O fato de os dois países estarem com câmbio parecido e das fontes de crédito
para comércio darem sinais de restabelecimento são sinais positivos, avaliam
as empresas. Outro ponto importante é a disposição do presidente eleito do
Brasil, Luiz Inácio Lula da Silva, de reforçar o Mercosul, tanto que o
primeiro país a ser visitado por ele será a Argentina. O problema é a
indefinição do cenário político na Argentina.
"Hoje, na Argentina, não se pode fazer previsões além de 60 dias", diz Elói
Rodrigues de Almeida, presidente do Grupo Brasil, entidade que representa os
interesses das empresas brasileiras na Argentina. Ele avalia, porém, que a
tendência é de melhoria da situação, o que é confirmado pelas próprias
empresas.
"A avaliação é de que se chegou ao fundo do poço, e imagina-se que a partir
do segundo semestre de 2003 a Argentina volte a comprar, mas certamente, em
vestuário, será em volumes inferiores aos de antes da crise", diz Ulrich
Kuhn, diretor de mercado internacional da Hering. A empresa, dona de uma das
três marcas brasileiras mais tradicionais do mercado argentino (as outras
são Brahma e Garoto), estuda um retorno ao mercado argentino.
A idéia é fazer dois movimentos: primeiro, a Hering poderá retomar o
abastecimento de hipermercados, como Carrefour e Wal-Mart, para num segundo
momento voltar a investir em uma rede de lojas. Em 1999, a Hering tinha 50
lojas na Argentina, a maioria franqueada. A rede foi reduzida a quatro lojas
em 2001, que terminaram sendo fechadas no início deste ano.
De acordo com Kuhn, a meta da Hering era chegar a 2003 com US$ 10 milhões de
exportações para a Argentina, o que representaria cerca de 35% das
exportações totais da empresa. O plano, definido em meados de 2001, antes da
moratória, foi por água abaixo. "A Argentina, que disputava a liderança das
exportações da empresa com os Estados Unidos, foi um mercado que
desapareceu", diz o executivo.
O diretor-presidente da Coteminas, Josué Gomes da Silva, prevê um 2003
melhor em vendas para a Argentina do que 2002, mas ainda inferior a 2001.

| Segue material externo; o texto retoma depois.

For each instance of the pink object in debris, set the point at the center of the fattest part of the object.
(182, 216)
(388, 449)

"Talvez voltemos aos patamares de 2001 só em 2004", projeta Silva. Para o
diretor financeiro e de relações com investidores da Ambev, Felipe Dutra,
2003 deverá marcar o início de uma recuperação na economia argentina,
processo que deverá se consolidar no ano seguinte. Segundo o executivo, a
Ambev não foi prejudicada pela crise na região pelo fato de todo seu
comércio ser realizado entre empresas do grupo. As exportações de cerveja
para a Argentina são pontuais, pois o grupo tem produção local da marca
Brahma no mercado argentino. Da Argentina e Uruguai, a Ambev importa malte
para suas fábricas no Brasil.
A Companhia Suzano de Papel e Celulose também manteve sua operação na
Argentina apesar da crise. O grupo controla a Stenfar, empresa distribuidora
que deve faturar entre US$ 12 milhões e US$ 15 milhões neste ano. O diretor
de negócios internacionais da Suzano, Rogério Ziviani, acredita em uma
retomada das exportações para o mercado argentino, sobretudo nos segmentos
de papel para fotocópia e cartão usado como embalagem pela indústria
farmacêutica.
Situação menos confortável vivem as empresas do setor de bens de capital,
como Marcopolo e Randon, que foram levadas a paralisar as atividades de suas
fábricas na Argentina. "A sensação é de que estamos terminando de pagar o
ônus (da crise argentina) e entramos na fase de expectativa do bônus", diz
Astor Milton Schimitt, diretor corporativo da Randon Participações SA.
O grupo é dono da Fras-Le Argentina, fabricante de materiais de fricção, e
da Randon Argentina, que monta e distribui reboques.